Sticker itu ditempel di belakang helm Mamang Ojol yang kupesan hari ini. Selain jumlah nominal yang diperoleh, penilaian dari pengguna merupakan hal penting bagi para driver Ojol. Tidak sulit dan tidak mahal. Baiknya kita jangan lupa memberi mereka bintang lima. Mudah-mudahan bonusnya lancar.
“Kade hilap bintangna!”
kata Mamang Ojol yang sambil mengangkat lima jarinya, ketika ia pamit mau bekerja lagi. Telah beberapa kali aku menggunakan jasa ojek
online. Lebih praktis dan lebih murah. Dijemput dan kita tidak lagi dihinggapi
perasaan waswas tentang tariff. Jumlah yang harus dibayar tertera jelas. Takut
kurang atau takut dikerjain tidak ada lagi. Perkara kita mau memberi lebih itu
tergantung kita.
Dari perbincangan singkat dengan salah satu Mamang Ojol
didapat informasi bahwa Driver Ojol di Kota Ciamis telah cukup banyak. Ia pun
tadinya Driver salah satu operator Ojol dan sekarang pindah ke saingannya.
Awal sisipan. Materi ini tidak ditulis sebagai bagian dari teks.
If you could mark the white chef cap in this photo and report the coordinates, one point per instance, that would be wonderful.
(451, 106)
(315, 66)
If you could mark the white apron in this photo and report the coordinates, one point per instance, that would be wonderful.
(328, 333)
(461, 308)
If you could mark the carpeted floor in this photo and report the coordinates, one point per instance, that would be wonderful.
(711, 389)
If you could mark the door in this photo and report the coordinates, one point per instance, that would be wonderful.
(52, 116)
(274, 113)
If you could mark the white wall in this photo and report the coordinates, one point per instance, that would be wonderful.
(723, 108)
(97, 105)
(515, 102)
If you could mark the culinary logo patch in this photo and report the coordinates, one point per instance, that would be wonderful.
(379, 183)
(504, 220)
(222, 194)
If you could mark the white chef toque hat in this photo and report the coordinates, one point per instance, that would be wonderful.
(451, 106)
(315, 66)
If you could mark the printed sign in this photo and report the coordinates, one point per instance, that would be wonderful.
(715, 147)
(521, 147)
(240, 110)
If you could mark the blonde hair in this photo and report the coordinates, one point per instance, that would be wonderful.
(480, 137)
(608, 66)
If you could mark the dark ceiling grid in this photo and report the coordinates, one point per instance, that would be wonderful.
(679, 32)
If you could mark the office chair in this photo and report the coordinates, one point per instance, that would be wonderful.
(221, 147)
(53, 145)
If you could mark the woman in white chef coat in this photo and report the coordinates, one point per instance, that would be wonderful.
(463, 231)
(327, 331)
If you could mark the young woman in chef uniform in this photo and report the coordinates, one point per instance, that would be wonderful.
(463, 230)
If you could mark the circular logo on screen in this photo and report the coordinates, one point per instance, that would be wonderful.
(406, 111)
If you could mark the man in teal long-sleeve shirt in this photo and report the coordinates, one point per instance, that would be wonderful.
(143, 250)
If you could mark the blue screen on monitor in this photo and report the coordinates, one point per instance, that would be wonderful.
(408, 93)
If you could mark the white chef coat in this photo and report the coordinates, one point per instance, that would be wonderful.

Operator
yang dulu banyak drivernya sehingga persaingannya cukup ketat. Sudah hampir dua
tahun ia menjadi Driver Ojol. Ketika dihubungi beberapa waktu yang lalu ia
sedang di Pangandaran katanya. Wuih berlibur. Tanda profesi ini cukup
memberikan hasil.
Teknologi Informasi dan komunikasi telah menciptakan
gelombang disrupsi di berbagai lini kehidupan. Termasuk di dunia perojekan. Sekitar
tahun 90an naik ojek itu keren. Tidak sembarangan orang mampu naik ojek. Di banding
dengan angkutan kota atau angkutan pedesaan, ongkos naik ojek lebih mahal. Saat
itu orang masih jarang punya motor. Merek motor yang sering dipakai untuk ngojek
saat itu berupa A100 Suzuki, Suzuki TRS, L2 Super Yamaha, Honda CB. Motor bebek
jarang yang dijadikan Ojek dan rata-rata motor yang dijadikan ojek itu motor
tua.
Kini ceritanya beda lagi. Motor gress pun banyak yang sudah
diterjunkan jadi Ojek. Apalagi OJOL karena salah satu saratnya mungkin harus
motor yang muda. Bagaimanapun Ojol adalah jawaban atas disrupsi. Berubah karena
tuntutan jaman dan permintaan. Tinggal kitanya mau berubah atau tidak.